Auch der Bundespräsident erhebt immer wieder den Zeigefinger. Zuletzt nach den Demonstrationen in Berlin, wo laut Polizei rund 20.000 Menschen, die meisten ohne Abstand und Maske, gegen die Corona-Maßnahmen auf der Straße waren. „Die Verantwortungslosigkeit einiger weniger ist ein Risiko für uns alle“, sagte Steinmeier am Montag darauf. „Wenn wir jetzt nicht besonders vorsichtig sind, dann gefährden wir die Gesundheit vieler. Und wir gefährden darüber hinaus die Erholung unserer Gesellschaft, unserer Wirtschaft, unseres Kulturlebens.“ Jeder einzelne stehe jetzt in der Verantwortung, einen zweiten Lockdown zu verhindern.
Auf Twitter regt sich nun Unmut, ob das Staatsoberhaupt selbst sich an diese Regeln nicht zu halten habe. Zumal in Südtirol auch strenge Vorschriften gelten: Überall, auch in Freien, ist ein Sicherheitsabstand von einem Meter einzuhalten. Wo dieser unterschritten wird, oder auch nur die konkrete Möglichkeit dazu besteht, besteht die Verpflichtung, Mund und Nase zu bedecken.

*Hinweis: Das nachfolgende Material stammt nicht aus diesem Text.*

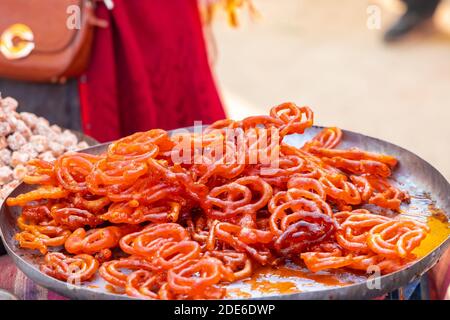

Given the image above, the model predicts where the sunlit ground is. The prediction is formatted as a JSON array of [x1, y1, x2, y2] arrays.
[[210, 0, 450, 179]]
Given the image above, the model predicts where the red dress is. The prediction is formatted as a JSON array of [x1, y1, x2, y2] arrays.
[[80, 0, 225, 141]]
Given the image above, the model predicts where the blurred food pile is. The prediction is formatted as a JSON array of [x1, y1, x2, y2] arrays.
[[0, 96, 89, 202]]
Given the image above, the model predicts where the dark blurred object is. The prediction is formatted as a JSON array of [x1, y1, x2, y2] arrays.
[[384, 0, 440, 42], [0, 78, 81, 131], [0, 0, 99, 82]]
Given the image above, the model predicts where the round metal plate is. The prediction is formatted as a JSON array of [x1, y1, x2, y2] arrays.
[[0, 127, 450, 299]]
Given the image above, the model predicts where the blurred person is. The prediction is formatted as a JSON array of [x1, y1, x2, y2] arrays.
[[0, 0, 226, 142], [384, 0, 440, 42]]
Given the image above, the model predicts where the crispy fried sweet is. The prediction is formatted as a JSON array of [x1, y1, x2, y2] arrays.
[[7, 103, 429, 299]]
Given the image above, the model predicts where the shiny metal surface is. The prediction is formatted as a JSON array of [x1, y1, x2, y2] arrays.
[[0, 127, 450, 299]]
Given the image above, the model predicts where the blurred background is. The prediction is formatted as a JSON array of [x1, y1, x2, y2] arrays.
[[207, 0, 450, 179]]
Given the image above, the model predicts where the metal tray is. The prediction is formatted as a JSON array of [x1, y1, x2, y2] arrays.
[[0, 126, 450, 300]]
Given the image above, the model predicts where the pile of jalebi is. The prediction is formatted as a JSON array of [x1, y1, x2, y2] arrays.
[[7, 103, 429, 299]]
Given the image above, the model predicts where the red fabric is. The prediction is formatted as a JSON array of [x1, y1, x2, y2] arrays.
[[80, 0, 225, 141]]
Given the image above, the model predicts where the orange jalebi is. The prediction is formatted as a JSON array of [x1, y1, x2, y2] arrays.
[[7, 103, 429, 299]]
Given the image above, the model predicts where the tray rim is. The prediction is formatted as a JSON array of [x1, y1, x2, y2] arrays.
[[0, 125, 450, 301]]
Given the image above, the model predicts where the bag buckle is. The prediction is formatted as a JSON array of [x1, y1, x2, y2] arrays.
[[0, 23, 35, 60]]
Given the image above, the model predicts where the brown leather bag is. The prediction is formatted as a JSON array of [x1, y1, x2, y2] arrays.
[[0, 0, 104, 82]]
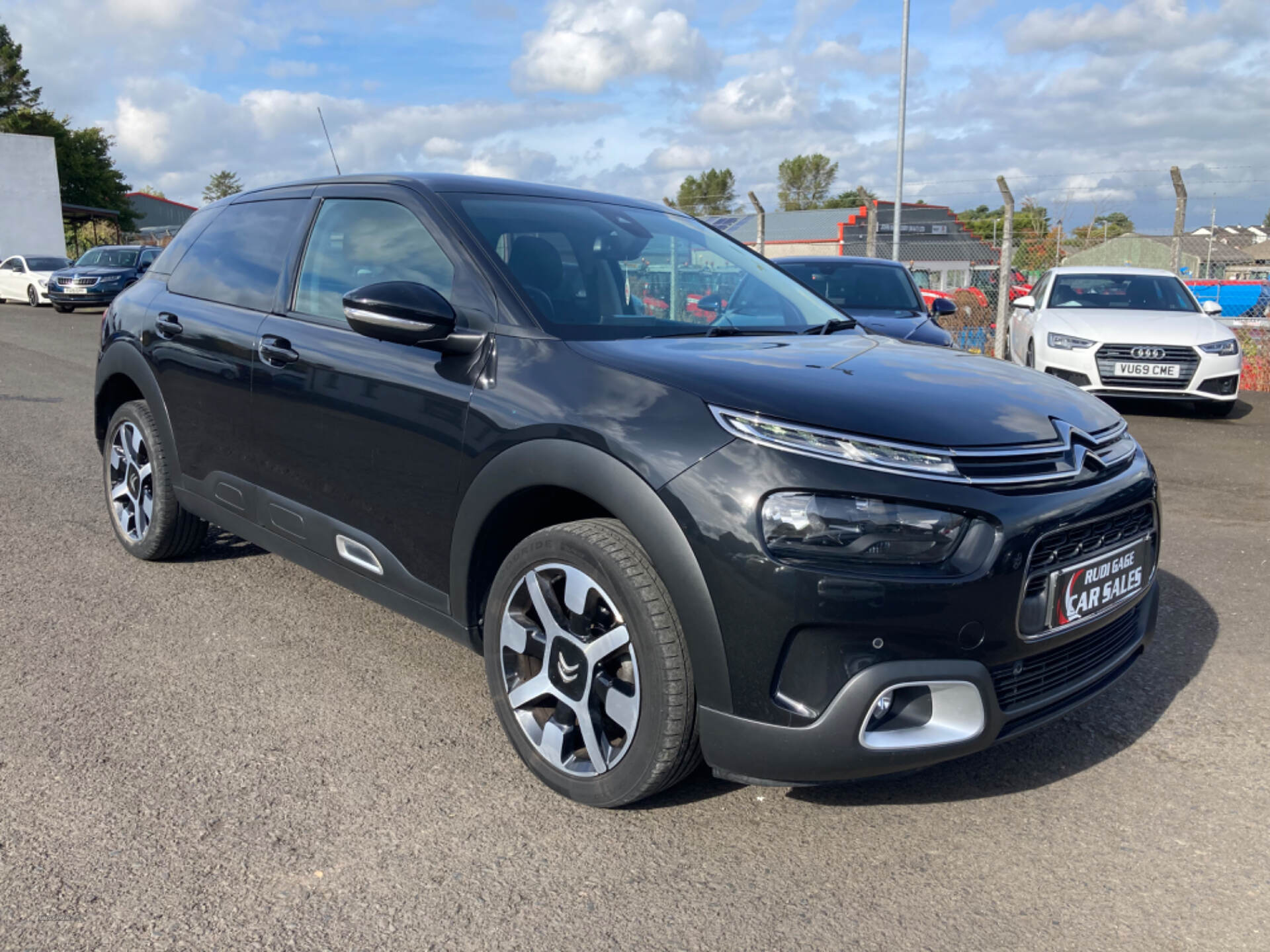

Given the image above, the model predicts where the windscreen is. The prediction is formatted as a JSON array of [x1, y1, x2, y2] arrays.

Steinmeier und Südtirols Landeshauptmann Kompatscher hatten sich während des Sommerurlaubs des Bundespräsidenten in Norditalien getroffen. Man sprach, wie das Bundespräsidialamt WELT auf Nachfrage mitteilte, „über die Lage in der Region und in Europa“. Mitarbeiter seines Stabs hätten den Bundespräsidenten nicht begleitet.
Kompatscher: „Asche auf mein Haupt“
Nicht nur in Deutschland, auch in Südtirol sorgte das Foto für Unmut. Kompatscher entschuldigte sich daraufhin offensiv: Dass er sich nicht an die Sicherheitsregeln gehalten habe, sei „gedankenlos und nicht vorbildhaft“ gewesen.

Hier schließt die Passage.